Alas, I was not the author of these honeyed words. But I definitely appreciate the sentiment.The thing that comes to my mind, watching this horrible clusterfuck play out, is that we have seen this all before. The lack of planning, the replacement of professionals with political cronies, and the subversion of all process so that profiteering replaces disaster preparation and emergency preparedness as the primary goal. We're getting a taste of Iraqi reconstruction, and the anger you see on live TV is hauntingly familiar, even if this time it is in English.
Crooked auto body shops will sometimes replace expensive airbags with styrofoam peanuts packed into the steering wheel. It seems that someone has been busy packing our whole government with styrofoam peanuts for the past couple years, and we are just finding out. FEMA has been sent through the privatization funhouse, its budget slashed, effective staff lost, its mission diverted toward terrorism. The agency's head is an estate planning lawyer who was the college buddy of the previous head of FEMA, who in turn got the job as a political favor for running Junior's 2000 campaign. And now surprise, surprise, our levees predictably crumble in the face of a predictable storm, people have no food, no water, dead bodies litter the streets, and the federal government is nowhere to be found.

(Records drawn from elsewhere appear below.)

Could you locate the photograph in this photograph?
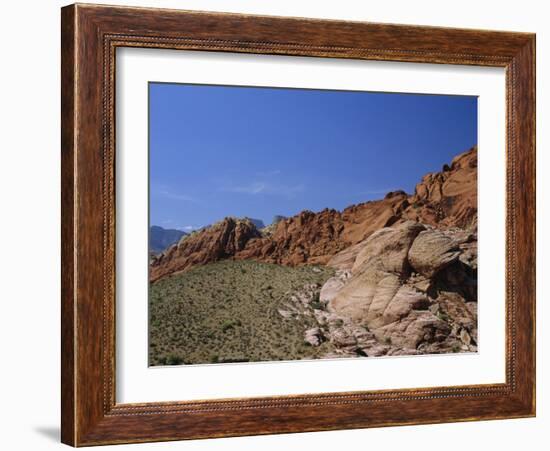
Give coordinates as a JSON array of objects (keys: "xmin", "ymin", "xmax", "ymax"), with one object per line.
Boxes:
[{"xmin": 149, "ymin": 82, "xmax": 483, "ymax": 366}]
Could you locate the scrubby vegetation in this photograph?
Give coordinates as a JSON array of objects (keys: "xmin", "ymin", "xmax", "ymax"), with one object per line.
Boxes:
[{"xmin": 149, "ymin": 260, "xmax": 333, "ymax": 366}]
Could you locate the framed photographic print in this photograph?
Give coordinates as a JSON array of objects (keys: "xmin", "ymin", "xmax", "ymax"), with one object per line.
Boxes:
[{"xmin": 61, "ymin": 4, "xmax": 535, "ymax": 446}]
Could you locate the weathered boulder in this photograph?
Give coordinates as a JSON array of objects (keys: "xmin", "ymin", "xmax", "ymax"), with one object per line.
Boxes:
[
  {"xmin": 329, "ymin": 221, "xmax": 424, "ymax": 327},
  {"xmin": 304, "ymin": 327, "xmax": 324, "ymax": 346},
  {"xmin": 408, "ymin": 230, "xmax": 460, "ymax": 277}
]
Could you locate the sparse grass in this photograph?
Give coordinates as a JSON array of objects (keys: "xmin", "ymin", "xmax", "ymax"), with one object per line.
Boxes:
[{"xmin": 149, "ymin": 260, "xmax": 333, "ymax": 366}]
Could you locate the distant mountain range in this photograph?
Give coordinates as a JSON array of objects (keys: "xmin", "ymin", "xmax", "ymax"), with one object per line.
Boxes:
[
  {"xmin": 151, "ymin": 147, "xmax": 477, "ymax": 282},
  {"xmin": 149, "ymin": 226, "xmax": 187, "ymax": 254}
]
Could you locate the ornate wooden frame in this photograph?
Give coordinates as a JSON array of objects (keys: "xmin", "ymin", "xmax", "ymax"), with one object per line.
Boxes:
[{"xmin": 61, "ymin": 4, "xmax": 535, "ymax": 446}]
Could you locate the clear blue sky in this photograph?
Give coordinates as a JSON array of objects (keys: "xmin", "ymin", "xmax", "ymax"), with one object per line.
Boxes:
[{"xmin": 149, "ymin": 83, "xmax": 477, "ymax": 230}]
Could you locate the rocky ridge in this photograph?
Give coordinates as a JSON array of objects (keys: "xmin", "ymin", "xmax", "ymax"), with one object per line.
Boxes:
[{"xmin": 151, "ymin": 147, "xmax": 477, "ymax": 282}]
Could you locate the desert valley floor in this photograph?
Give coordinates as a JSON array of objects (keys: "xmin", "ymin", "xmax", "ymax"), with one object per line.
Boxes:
[{"xmin": 149, "ymin": 147, "xmax": 478, "ymax": 366}]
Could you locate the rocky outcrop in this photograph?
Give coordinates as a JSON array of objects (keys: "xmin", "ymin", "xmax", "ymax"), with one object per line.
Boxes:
[
  {"xmin": 151, "ymin": 147, "xmax": 477, "ymax": 283},
  {"xmin": 149, "ymin": 218, "xmax": 261, "ymax": 282},
  {"xmin": 321, "ymin": 221, "xmax": 477, "ymax": 355},
  {"xmin": 408, "ymin": 230, "xmax": 460, "ymax": 278},
  {"xmin": 405, "ymin": 146, "xmax": 477, "ymax": 228}
]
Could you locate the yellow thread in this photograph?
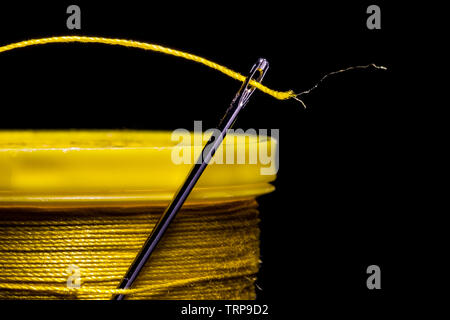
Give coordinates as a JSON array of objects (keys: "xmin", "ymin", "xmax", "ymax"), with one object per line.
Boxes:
[
  {"xmin": 0, "ymin": 36, "xmax": 297, "ymax": 100},
  {"xmin": 0, "ymin": 199, "xmax": 259, "ymax": 299}
]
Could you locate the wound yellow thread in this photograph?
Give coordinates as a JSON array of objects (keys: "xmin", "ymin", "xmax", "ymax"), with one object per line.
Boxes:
[
  {"xmin": 0, "ymin": 36, "xmax": 296, "ymax": 100},
  {"xmin": 0, "ymin": 199, "xmax": 259, "ymax": 299}
]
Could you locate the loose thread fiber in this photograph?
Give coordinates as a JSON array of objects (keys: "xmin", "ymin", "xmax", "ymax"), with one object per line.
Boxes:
[{"xmin": 0, "ymin": 199, "xmax": 259, "ymax": 299}]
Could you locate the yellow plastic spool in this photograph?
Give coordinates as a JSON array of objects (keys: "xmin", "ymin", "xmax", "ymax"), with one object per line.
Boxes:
[
  {"xmin": 0, "ymin": 131, "xmax": 276, "ymax": 206},
  {"xmin": 0, "ymin": 131, "xmax": 277, "ymax": 300}
]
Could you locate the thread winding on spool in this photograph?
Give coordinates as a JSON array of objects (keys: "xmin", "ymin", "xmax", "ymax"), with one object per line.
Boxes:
[
  {"xmin": 0, "ymin": 131, "xmax": 276, "ymax": 299},
  {"xmin": 0, "ymin": 200, "xmax": 259, "ymax": 299}
]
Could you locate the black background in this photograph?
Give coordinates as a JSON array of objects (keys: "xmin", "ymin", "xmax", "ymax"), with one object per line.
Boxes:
[{"xmin": 0, "ymin": 1, "xmax": 422, "ymax": 315}]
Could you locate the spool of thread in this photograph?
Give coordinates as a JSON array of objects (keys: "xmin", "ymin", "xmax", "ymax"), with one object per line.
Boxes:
[{"xmin": 0, "ymin": 131, "xmax": 276, "ymax": 299}]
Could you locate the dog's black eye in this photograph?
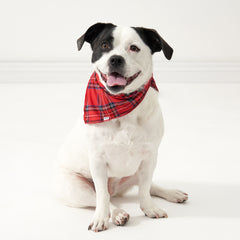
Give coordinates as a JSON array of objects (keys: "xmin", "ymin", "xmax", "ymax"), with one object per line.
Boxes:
[
  {"xmin": 101, "ymin": 42, "xmax": 110, "ymax": 49},
  {"xmin": 130, "ymin": 45, "xmax": 140, "ymax": 52}
]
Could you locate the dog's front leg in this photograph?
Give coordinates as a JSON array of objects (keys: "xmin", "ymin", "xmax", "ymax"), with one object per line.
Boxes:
[
  {"xmin": 88, "ymin": 157, "xmax": 110, "ymax": 232},
  {"xmin": 138, "ymin": 158, "xmax": 167, "ymax": 218}
]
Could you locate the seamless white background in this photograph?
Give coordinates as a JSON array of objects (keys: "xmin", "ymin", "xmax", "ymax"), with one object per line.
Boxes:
[
  {"xmin": 0, "ymin": 0, "xmax": 240, "ymax": 62},
  {"xmin": 0, "ymin": 0, "xmax": 240, "ymax": 240}
]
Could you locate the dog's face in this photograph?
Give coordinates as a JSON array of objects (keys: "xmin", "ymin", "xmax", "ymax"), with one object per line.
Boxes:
[{"xmin": 77, "ymin": 23, "xmax": 173, "ymax": 94}]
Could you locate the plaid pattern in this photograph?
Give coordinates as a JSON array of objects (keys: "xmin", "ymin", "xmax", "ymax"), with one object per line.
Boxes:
[{"xmin": 84, "ymin": 72, "xmax": 158, "ymax": 124}]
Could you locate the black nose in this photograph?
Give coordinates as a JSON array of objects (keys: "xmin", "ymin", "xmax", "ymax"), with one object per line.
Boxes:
[{"xmin": 109, "ymin": 55, "xmax": 125, "ymax": 67}]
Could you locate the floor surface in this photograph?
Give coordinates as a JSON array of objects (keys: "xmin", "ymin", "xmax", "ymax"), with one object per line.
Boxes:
[{"xmin": 0, "ymin": 83, "xmax": 240, "ymax": 240}]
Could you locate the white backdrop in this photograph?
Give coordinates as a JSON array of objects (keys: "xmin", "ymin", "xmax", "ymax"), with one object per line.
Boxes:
[{"xmin": 0, "ymin": 0, "xmax": 240, "ymax": 63}]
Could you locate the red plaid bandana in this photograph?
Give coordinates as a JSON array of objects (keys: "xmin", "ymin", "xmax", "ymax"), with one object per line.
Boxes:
[{"xmin": 84, "ymin": 72, "xmax": 158, "ymax": 124}]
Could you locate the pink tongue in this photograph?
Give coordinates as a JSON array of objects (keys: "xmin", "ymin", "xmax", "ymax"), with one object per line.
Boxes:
[{"xmin": 107, "ymin": 75, "xmax": 127, "ymax": 87}]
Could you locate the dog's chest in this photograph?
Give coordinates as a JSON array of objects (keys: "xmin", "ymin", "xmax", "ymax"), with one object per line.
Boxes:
[{"xmin": 88, "ymin": 89, "xmax": 163, "ymax": 177}]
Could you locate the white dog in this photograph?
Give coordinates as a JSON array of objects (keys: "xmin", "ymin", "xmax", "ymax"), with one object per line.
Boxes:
[{"xmin": 56, "ymin": 23, "xmax": 188, "ymax": 232}]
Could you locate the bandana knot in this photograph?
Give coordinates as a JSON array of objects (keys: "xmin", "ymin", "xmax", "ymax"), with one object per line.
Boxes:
[{"xmin": 84, "ymin": 72, "xmax": 158, "ymax": 124}]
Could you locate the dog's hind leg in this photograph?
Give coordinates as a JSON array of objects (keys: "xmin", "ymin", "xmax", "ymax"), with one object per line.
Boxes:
[
  {"xmin": 150, "ymin": 184, "xmax": 188, "ymax": 203},
  {"xmin": 54, "ymin": 168, "xmax": 96, "ymax": 207}
]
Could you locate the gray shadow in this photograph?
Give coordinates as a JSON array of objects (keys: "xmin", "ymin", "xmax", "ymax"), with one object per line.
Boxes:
[{"xmin": 112, "ymin": 182, "xmax": 240, "ymax": 219}]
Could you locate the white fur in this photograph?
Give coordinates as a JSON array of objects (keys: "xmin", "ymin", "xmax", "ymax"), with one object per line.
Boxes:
[{"xmin": 56, "ymin": 27, "xmax": 187, "ymax": 231}]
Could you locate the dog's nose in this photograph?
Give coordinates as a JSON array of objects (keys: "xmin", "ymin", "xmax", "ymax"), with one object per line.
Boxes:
[{"xmin": 109, "ymin": 55, "xmax": 125, "ymax": 67}]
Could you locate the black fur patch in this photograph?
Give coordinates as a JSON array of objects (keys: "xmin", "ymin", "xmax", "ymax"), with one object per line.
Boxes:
[
  {"xmin": 133, "ymin": 27, "xmax": 173, "ymax": 60},
  {"xmin": 77, "ymin": 23, "xmax": 116, "ymax": 62},
  {"xmin": 91, "ymin": 26, "xmax": 115, "ymax": 62}
]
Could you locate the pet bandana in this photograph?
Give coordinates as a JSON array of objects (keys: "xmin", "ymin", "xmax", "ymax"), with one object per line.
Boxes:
[{"xmin": 84, "ymin": 72, "xmax": 158, "ymax": 124}]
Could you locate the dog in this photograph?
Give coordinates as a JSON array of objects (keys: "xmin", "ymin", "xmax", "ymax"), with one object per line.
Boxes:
[{"xmin": 56, "ymin": 23, "xmax": 188, "ymax": 232}]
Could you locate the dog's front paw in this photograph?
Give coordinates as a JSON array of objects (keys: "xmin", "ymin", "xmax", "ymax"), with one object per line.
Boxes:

Our children will be in debt to Chinese bankers for a long time paying interest on the costs of a styrofoam peanut-filled government that failed us in our greatest time of need.
Word is now coming in that troops are being sent into New Orleans with shoot-to-kill orders. Whether or not that's true, it's probably a good idea to get the word onto the street that this is the case.
On the homologies between Iraq and New Orleans: the Iraqification of American domestic policy should always have been an expected result of the war. (A major reason, not incidentally, to oppose the war.) As anyone who has spent time studying the effect of warfare on society knows, the home front is never insulated from brutalization on the front lines, and this impact runs far deeper and wider than simply the impact of PTSD'd veterans on their home communities. Warfare, particularly insurgency and counter-insurgency, normalizes and legitimizes violence as a means for resolving political differences.